Gregan, after a visit to Beijing, knows what the appeal of New Zealand mozzarella is: "You see it when you walk into a big chain like Big Pizza," she says of her visit there with 16-year-old daughter Anna. "You watch their faces - they love it.
"When you walk in, there is often a poster on the walls of the pizza place showing a green pasture or similar scene. They consider it vital to have food they know has come from a safe and healthy place.
"Then there's the novelty value - you see young people in particular playing stretch games with the cheese while they are eating it. I'm talking 18-25s, I guess, and the fun they were having with that stretchy cheese immediately made me think of the old bubble gum craze.

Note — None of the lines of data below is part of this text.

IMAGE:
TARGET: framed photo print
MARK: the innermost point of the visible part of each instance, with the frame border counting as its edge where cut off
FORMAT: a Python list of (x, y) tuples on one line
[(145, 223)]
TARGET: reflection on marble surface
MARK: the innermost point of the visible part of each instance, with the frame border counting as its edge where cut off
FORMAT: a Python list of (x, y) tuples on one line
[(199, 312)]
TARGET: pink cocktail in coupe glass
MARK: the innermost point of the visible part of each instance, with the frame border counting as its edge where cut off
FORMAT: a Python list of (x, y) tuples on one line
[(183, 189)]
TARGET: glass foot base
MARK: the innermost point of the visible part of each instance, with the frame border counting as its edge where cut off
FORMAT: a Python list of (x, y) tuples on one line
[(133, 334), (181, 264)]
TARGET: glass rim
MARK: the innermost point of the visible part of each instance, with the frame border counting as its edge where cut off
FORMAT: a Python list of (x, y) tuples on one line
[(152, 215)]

"You see families there as well and some older people - usually grandparents looking after children while the parents are at work."
Fonterra's latest analysis of the market reveals 40 per cent of urban Chinese eat in Western-style fast food outlets once a week, with use of dairy in food services growing by 30 per cent over five years.
"Those young people in the pizza joints are the ones who see and are knowledgeable about Western culture and the things people in the West do," says Gregan. "They are the ones on the internet the most and are most conscious of the need to know what they are putting in their bodies."
However, it's one thing to have an in-demand product; it's another to be able to produce enough to meet demand.
That's where the cleverness of Clandeboye and Fonterra's research arm comes in. They have developed a mozzarella-making process which could be one of the biggest food secrets since KFC's "secret recipe" and Coca-Cola's ingredients.
Watch the early risers from the Temuka creating world class mozzarella cheese!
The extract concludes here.